We are extremely disappointed in [Shaw's] actions last night. His comments do not reflect what we stand for as an organization. We are proud to have an inclusive and respectful environment, and to support various initiatives such as the You Can Play Project and the Chicago Gay Hockey Association. We will use this opportunity to further educate our players and organization moving forward, so that we all may learn from it.

The Blackhawks pointed to their support of the You Can Play Project, which Cam Tucker of NBCSports.com said started in 2012 in order to fight for equality and respect for athletes, no matter their sexual orientation or gender identity.

The organization took to Twitter in response to the Shaw incident:

You Can Play Project @YouCanPlayTeam

We are aware of tonight's incident and will be reaching out to the NHL immediately to assist in an appropriate response.

Kuc described the process that led to Shaw's use of theΒ slur. He was penalized for interference late in the loss, directed an obscene gesture at the officials on the way to the penalty box and then screamed at them once he was there.

That is when he appeared to use the slur, as Greg Jonsson of STLToday.com shared in this NSFW highlight:

Greg Jonsson @Jonssonville

Of everyone angry at NHL officials, here's Andrew Shaw #stlblues #blackhawks https://t.co/JyXUQkFtZv

Outside of the insensitive nature of Shaw’s remarks, the actual penalty was particularly costly for the defending Stanley Cup champions. The Blackhawks were trailing by a goal in the final minutes and had to play a man short for a crucial stretch. Even when Chicago eventually pulled goaltender Corey Crawford, it was only playing five-on-five against the Blues without anyone in net.

It was one part of an undisciplined game for the Blackhawks. Crawford came out of the net in the second period and started a fight with Blues forward Robby Fabbri, and the two teams scuffled after the contest was over. Shaw was prominently involved in that scuffle.

Cindy Boren of the Washington Post called for the NHL to suspend Shaw and called it a "no-brainer" decision.
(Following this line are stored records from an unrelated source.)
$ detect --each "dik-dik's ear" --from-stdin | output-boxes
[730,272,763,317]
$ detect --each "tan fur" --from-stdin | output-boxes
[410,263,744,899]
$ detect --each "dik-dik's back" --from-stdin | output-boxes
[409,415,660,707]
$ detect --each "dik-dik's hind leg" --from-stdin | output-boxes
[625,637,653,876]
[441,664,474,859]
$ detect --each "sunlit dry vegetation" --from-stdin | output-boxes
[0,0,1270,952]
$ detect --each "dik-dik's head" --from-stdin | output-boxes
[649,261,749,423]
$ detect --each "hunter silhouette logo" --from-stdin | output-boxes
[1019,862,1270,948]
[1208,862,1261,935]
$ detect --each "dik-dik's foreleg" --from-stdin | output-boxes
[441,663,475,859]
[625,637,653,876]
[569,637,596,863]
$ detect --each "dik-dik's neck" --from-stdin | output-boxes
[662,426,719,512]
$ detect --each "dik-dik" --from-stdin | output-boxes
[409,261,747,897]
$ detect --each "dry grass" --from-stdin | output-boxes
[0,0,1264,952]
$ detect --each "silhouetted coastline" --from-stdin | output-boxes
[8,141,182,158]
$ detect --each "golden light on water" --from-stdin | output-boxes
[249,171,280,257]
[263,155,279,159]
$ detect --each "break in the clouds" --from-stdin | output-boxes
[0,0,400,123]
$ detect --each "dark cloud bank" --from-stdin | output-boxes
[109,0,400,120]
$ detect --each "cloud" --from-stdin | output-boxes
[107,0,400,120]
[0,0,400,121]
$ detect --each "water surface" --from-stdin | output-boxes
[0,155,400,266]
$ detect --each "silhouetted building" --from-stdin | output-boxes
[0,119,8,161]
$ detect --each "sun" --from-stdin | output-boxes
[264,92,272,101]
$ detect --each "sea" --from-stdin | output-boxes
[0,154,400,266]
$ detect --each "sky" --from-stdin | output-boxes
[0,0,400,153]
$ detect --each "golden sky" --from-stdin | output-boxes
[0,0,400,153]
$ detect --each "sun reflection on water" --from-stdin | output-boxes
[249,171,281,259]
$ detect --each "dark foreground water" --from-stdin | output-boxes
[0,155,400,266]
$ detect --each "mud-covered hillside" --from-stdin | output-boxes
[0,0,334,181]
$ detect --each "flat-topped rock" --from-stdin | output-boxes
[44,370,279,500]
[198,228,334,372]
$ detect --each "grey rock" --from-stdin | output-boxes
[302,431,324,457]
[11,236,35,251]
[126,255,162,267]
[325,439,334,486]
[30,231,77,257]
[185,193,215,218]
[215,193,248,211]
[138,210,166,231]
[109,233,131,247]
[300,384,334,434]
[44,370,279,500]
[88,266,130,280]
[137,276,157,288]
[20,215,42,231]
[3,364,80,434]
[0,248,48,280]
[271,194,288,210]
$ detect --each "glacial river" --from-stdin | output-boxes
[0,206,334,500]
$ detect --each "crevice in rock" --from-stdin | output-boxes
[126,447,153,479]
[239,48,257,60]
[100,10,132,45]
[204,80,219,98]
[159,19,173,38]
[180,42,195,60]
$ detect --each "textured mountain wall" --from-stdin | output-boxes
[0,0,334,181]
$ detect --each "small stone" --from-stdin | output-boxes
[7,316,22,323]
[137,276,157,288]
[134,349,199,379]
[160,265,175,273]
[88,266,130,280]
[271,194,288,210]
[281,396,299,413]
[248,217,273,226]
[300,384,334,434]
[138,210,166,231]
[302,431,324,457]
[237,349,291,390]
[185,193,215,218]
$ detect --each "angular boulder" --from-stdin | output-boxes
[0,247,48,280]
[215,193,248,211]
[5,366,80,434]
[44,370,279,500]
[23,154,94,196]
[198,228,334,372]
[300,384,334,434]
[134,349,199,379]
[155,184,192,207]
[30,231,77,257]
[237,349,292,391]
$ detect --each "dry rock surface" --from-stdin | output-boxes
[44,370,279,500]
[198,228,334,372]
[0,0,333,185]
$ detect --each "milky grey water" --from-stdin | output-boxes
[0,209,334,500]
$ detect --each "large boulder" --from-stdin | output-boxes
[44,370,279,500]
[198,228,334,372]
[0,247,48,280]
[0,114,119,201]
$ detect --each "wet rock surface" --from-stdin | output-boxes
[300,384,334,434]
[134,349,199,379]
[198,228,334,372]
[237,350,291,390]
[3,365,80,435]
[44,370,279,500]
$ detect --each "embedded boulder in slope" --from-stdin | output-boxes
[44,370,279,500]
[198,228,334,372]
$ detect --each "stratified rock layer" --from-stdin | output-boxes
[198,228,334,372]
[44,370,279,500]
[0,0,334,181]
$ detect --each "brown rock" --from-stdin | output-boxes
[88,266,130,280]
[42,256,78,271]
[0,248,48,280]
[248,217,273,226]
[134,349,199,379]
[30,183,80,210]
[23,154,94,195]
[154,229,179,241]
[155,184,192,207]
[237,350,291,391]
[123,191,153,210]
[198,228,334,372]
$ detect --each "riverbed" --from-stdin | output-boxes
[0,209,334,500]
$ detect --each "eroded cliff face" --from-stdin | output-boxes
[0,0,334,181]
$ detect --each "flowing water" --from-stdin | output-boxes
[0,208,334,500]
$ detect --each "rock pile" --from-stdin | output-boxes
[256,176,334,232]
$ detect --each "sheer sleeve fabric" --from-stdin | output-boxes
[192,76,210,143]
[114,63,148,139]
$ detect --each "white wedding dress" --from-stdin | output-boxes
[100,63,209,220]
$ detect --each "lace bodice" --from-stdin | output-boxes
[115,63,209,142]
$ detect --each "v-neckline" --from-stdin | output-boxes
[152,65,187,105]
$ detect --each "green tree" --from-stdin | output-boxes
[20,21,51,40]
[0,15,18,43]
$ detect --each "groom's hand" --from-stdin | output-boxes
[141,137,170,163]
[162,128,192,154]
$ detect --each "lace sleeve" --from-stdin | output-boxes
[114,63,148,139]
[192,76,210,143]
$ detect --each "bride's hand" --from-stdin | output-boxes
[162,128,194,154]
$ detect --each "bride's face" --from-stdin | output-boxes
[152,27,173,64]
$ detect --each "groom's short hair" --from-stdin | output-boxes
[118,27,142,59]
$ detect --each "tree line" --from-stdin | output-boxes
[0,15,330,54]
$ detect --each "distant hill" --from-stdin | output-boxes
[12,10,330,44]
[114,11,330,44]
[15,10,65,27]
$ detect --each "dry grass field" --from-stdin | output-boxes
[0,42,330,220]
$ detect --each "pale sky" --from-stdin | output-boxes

She also suggested Shaw should be fined on top of a suspension, pointing to Kobe Bryant being fined by the NBA for using aΒ slur as precedent.

Adam Gretz of CBSSports.com cited past incidents in the NHL for potential precedent cases for a suspension, including when Krys Barch was suspended for directing a racist joke toward P.K. Subban and when James Wisniewski was suspended for two games because of an obscene gesture directed at Sean Avery.

If Shaw is suspended, it will be a blow for a Blackhawks team that is already on the brink of elimination. Chicago is trailing in the series 3-1 and has to hit the road for Thursday's Game 5.

Shaw tallied 34 points this season behind 14 goals and 20 assists and was a critical piece on Chicago's 2013 and 2015 Stanley Cup champion teams. He brings plenty of postseason experience and a toughness factor near the middle of the ice that could help the Blackhawks come back in this series.